We’ll have to wait and see if moviegoers really want several more trips to Pandora, either way though the director is confident the franchise will continue to find am audience:

“It wouldn’t have any relevance if it wasn’t a refraction through a lens of fantasy or science fiction of the things that are going on in our world, whether it’s the struggle if you look at this Standing Rock confrontation between Native Americans and the authorities that’s going on right now, that’s just an example of the kind of things that ‘Avatar’ is about, metaphorically. It’s going on throughout Central and South America. Indigenous people confronting big hydroelectric dam projects or confront oil companies, that sort of thing. It’s the world we live in.

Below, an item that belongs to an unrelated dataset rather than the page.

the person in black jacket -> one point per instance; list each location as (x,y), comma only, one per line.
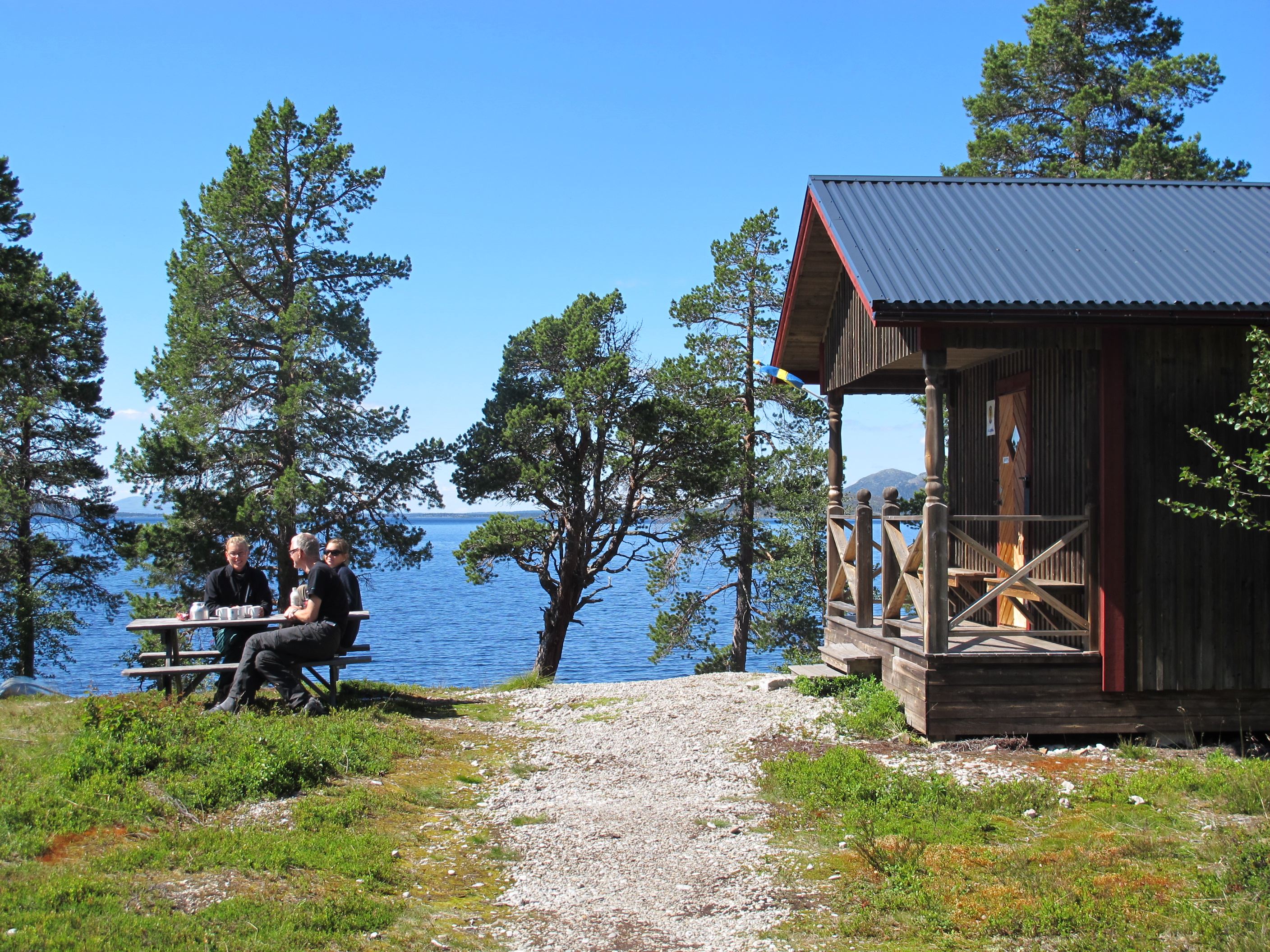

It’s also about our relationship with technology and how we’re a much more urbanized society then we used to be. We’re far, far down through the looking glass of our own technology now, and I think part of us is yearning for that reconnection to nature, and that’s what the ‘Avatar’ films will remind us of. ‘Avatar’ was made for everybody from 8 to 80. It doesn’t really have a target audience, and I think that’s what really made the better part of $3 billion, because it appeals very broadly. I’d say it’s for anybody with an imagination.”

Barring any further delays, the first sequel is expected to hit screens in 2018.